A los cuarenta, descubre algo que nunca imaginó: puede sentirse perdido incluso dentro de una vida que parecía tener sentido.
Decide hacer una pausa y viajar a Escocia, un lugar que durante años habitó su imaginación. No busca una aventura ni una respuesta inmediata. Solo detenerse un momento y entender qué sigue.
Pero lo que encuentra es distinto.
Entre carreteras interminables, pueblos detenidos en el tiempo y paisajes cubiertos de niebla, comienza a escucharse de nuevo. Y en medio de ese proceso conoce a Dev, un viajero de la India que también parece cargar sus propias preguntas.
Lo que inicia compartiendo rutas y conversaciones inesperadas poco a poco se transforma en algo más.
No hay promesas. No hay planes.
Solo silencios que no incomodan, bromas compartidas, miradas que permanecen un poco más de lo necesario y una cercanía que empieza a crecer sin pedir permiso.
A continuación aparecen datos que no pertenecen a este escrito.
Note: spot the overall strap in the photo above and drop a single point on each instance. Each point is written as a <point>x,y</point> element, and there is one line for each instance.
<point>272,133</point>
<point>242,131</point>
Entre culturas distintas, el calor especiado de una cocina compartida y la sensación de estar viviendo algo que ninguno esperaba encontrar, ambos descubren una conexión imposible de ignorar.
Pero fuera de Escocia siguen esperando las vidas que dejaron suspendidas.
Y algunas decisiones no pueden posponerse para siempre.
Curry, Mezcal y Escocia es una historia sobre perderse para volver a encontrarse, sobre los encuentros que transforman sin hacer ruido y sobre el amor cuando llega en una etapa de la vida en la que ya sabemos lo que duele perder... y lo que significa volver a empezar.